I get your point but it still like begs the question right? If you are optimistic about it all, what is the good narrative? What does it all look like? Billions upon billions of prompts to the finest models every millisecond? And then we have to scale on top of that? To like what end? How many apps do we need to code? How many questions can a single person even ask on any given day? Do I lack some imagination here?

Like what if they don't necessarily have to be super duper money making machines to legitimate how useful and nice they are for you? Is that even conceivable? What if tomorrow we all decided they are more like utilities? Would that change anything intrinsic about them for you?

•

josefritzishere 9 hours ago

Can you cite a source? Everything I've read describes the costing as linear with growth.

•

trollbridge 9 hours ago

The quality of what you can get from DeepSeek V4 Pro for $10 is light years ahead of what you could get for $20 a year ago.

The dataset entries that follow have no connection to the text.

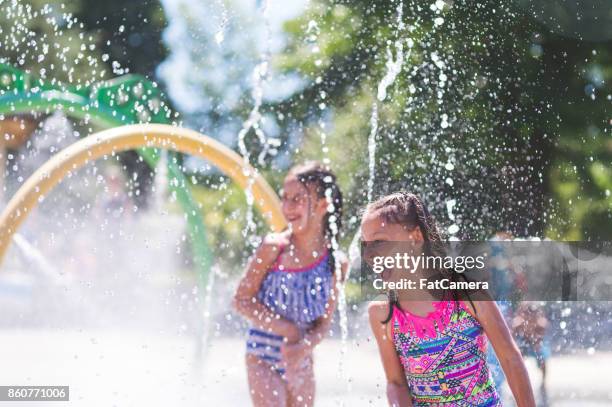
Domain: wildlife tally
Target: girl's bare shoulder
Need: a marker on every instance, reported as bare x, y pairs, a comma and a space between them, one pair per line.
378, 310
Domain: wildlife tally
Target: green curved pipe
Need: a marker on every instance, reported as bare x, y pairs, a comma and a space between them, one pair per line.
126, 100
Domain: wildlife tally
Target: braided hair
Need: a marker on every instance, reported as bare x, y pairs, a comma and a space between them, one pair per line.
408, 209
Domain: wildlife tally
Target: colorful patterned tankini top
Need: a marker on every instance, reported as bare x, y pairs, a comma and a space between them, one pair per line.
444, 356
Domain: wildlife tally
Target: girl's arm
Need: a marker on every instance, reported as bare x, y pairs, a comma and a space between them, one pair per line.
506, 350
398, 393
245, 298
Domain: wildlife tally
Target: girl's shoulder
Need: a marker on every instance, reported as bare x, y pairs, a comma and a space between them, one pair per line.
378, 311
278, 239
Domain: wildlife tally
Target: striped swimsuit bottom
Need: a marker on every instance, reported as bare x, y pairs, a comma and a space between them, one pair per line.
299, 295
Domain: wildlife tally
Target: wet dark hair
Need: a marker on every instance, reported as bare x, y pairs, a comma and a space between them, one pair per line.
320, 179
408, 209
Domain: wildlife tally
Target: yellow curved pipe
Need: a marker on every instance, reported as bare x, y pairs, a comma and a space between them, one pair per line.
127, 138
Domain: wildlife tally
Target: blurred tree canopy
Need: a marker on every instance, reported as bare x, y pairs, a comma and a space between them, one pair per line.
82, 41
500, 119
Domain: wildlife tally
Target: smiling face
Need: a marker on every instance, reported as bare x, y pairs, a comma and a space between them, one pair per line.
383, 238
302, 208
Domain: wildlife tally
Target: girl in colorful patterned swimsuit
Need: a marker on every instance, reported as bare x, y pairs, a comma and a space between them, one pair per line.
433, 345
289, 290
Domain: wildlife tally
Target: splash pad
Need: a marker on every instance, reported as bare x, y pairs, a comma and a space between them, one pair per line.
112, 141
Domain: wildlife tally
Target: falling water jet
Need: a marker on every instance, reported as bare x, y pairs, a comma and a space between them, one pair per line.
254, 122
394, 67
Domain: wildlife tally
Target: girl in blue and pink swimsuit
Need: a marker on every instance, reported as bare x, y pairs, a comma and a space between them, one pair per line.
289, 290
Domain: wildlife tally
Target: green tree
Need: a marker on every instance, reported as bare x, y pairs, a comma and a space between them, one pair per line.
483, 113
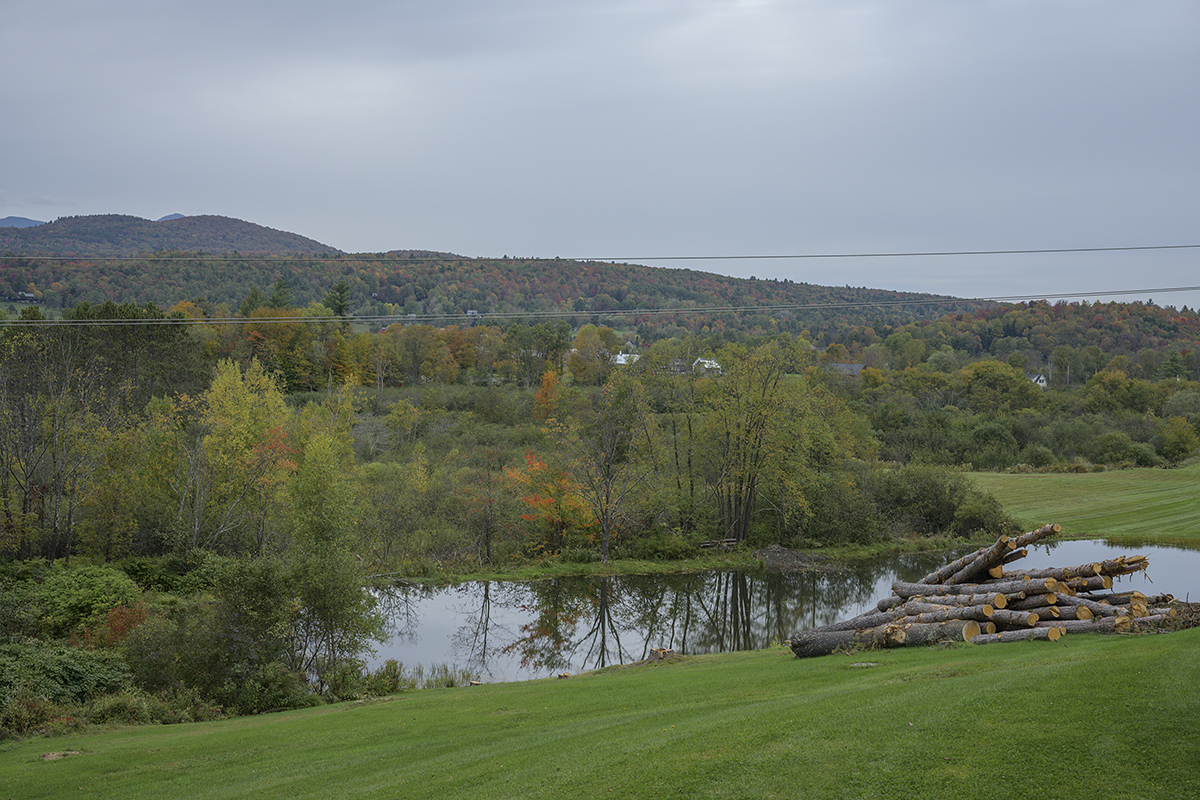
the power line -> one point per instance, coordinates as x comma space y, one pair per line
449, 257
389, 319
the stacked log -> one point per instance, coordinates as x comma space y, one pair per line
977, 599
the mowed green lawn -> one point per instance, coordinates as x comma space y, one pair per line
1135, 505
1089, 716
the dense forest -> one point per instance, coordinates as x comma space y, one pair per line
121, 235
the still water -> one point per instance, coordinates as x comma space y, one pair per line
520, 631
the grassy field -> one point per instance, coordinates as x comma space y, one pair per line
1128, 506
1089, 716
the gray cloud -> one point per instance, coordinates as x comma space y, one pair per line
633, 128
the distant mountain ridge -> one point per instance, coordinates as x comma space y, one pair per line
19, 222
114, 234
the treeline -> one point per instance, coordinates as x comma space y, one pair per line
989, 415
444, 288
1068, 343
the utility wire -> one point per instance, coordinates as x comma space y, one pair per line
449, 257
388, 319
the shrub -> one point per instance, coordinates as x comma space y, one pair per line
269, 687
18, 609
657, 547
82, 596
388, 679
61, 674
930, 500
114, 629
131, 708
23, 710
840, 511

Likewise, the quality of what I can get from a local model like Qwen 3.6 on an RTX 5090 is light years ahead of what I could get a year ago on the same hardware.

•

simianwords 9 hours ago

https://simianwords.bearblog.dev/conclusive-proofs-that-llm-...

•

josefritzishere 9 hours ago

That article seems a bit bogus. Cost per capability is a soft, non-predictive model unlike cost per token which has been trending up.

•

simianwords 8 hours ago

This is just hand waving on the obvious consensus that cost per capability is going down. There’s no doubt about it. Hell you can run a Gemma 4 model on your laptop that mogs GPT 4. But yeah you can use fuzziness as an excuse and ignore the trend.

•

worldsavior 9 hours ago

What?

•

claaams 9 hours ago

He's saying output for 1M tokens on the latest models is $50 now when it used to be $2500.

•

whateveracct 9 hours ago

so how are these labs going to recoup the insane training costs at those prices? even if there is still a fat margin leftover afterwards

•

mynameisbilly 9 hours ago

They also have to continuously train, forever, to avoid model drift. It's not a one and done thing as far as I'm aware.